A quick overview detailing how VPNs work.

Cee Cee Richards avatar
Written by Cee Cee Richards
Updated over a week ago

Virtual Private Networks (VPN's) allow you to surf the web anonymously, so that nobody can intercept your data while you are online.

All data is sent and received on the web using set procedures known as protocols. Network protocols govern how a computer accesses a network; payload protocols govern how packets of data (such as IP addresses) are sent and received by computers on the network.

Normally, packets of data on networks are sent openly, which means any user on the network can access any other user’s data, provided they have the software needed to do so. This poses a risk because if you’re sending a piece of data that should be secure or private (such as a password).

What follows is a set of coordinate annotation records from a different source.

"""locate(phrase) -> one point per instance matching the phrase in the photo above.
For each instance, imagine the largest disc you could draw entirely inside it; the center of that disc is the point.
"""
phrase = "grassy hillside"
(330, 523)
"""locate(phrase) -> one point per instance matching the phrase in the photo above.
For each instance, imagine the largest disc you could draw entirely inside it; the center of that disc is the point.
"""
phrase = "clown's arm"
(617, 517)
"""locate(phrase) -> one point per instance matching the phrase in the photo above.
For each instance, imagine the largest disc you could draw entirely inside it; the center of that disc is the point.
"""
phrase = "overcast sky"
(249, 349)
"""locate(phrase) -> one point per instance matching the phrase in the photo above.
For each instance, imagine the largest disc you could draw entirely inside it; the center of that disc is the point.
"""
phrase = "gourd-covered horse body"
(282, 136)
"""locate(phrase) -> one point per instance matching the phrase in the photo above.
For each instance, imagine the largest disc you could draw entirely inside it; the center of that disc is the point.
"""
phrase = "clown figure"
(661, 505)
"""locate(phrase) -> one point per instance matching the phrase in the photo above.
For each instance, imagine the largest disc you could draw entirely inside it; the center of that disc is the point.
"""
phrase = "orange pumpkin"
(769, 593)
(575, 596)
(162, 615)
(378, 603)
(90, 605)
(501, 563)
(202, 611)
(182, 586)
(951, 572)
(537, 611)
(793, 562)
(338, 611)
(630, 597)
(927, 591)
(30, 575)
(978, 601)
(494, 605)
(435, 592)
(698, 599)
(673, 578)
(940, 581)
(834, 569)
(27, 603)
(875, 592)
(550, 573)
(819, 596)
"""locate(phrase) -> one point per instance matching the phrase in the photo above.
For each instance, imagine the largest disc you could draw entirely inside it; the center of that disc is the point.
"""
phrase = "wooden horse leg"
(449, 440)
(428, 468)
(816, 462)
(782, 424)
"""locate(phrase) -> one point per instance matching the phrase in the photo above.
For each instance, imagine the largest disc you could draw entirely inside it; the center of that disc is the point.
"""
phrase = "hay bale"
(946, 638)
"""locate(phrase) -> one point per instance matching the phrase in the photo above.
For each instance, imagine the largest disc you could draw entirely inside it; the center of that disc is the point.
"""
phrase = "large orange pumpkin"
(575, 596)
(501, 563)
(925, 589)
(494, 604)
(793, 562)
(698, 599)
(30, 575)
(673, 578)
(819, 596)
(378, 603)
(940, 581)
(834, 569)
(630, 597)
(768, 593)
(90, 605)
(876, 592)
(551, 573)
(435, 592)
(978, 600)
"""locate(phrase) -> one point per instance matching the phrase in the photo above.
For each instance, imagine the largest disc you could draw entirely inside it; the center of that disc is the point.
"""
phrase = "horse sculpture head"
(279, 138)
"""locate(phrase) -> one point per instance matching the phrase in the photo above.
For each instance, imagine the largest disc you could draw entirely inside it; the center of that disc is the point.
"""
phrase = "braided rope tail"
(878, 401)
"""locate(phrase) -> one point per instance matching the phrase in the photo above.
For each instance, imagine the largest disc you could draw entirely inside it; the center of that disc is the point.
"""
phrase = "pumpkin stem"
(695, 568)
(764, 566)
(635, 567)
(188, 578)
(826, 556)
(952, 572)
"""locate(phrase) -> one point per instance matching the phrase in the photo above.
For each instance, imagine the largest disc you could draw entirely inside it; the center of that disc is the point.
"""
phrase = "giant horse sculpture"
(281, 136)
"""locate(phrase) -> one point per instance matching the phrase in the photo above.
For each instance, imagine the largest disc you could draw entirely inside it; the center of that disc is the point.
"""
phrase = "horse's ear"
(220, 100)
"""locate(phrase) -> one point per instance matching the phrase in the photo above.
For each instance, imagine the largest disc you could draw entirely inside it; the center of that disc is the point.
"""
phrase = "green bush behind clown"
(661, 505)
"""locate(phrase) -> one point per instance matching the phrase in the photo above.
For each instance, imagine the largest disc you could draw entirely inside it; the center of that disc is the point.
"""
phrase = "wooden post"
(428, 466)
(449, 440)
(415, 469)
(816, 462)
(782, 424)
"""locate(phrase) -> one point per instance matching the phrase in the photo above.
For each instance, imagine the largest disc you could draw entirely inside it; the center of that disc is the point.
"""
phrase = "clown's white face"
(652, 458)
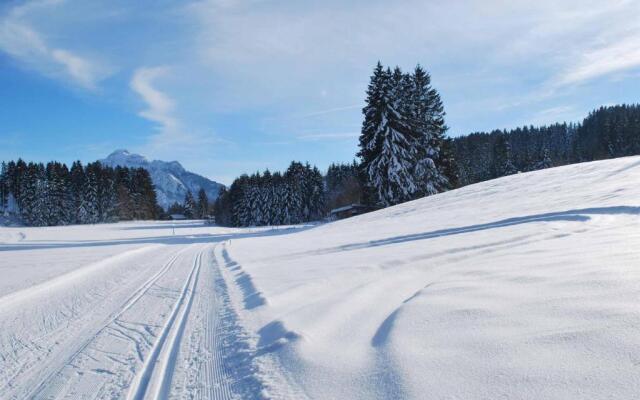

VPN's work by encrypting (disguising) any data you send over a computer network, making it pointless for anyone to intercept your data.

VPN's are able to do this using two special procedures for disguising your data:

Tunneling protocols: special communications procedures whereby the network protocol receives a different payload protocol, making it impossible for computers on the network to intercept the data other computers are sending.

Encryption: a special technique that takes any data sent over a computer network, and scrambles it into an unreadable code using a special algorithm known as a cipher. Only those who possess the decryption algorithm can decode encrypted data.

By using tunneling protocols and encryption algorithms, VPN's provide a secure route for the transmission of data across secure and insecure networks. This means that when you access a website through a VPN, only you and the host can ever find the data you’re sending to and requesting from a site, thereby guaranteeing a totally secure and anonymous browsing experience.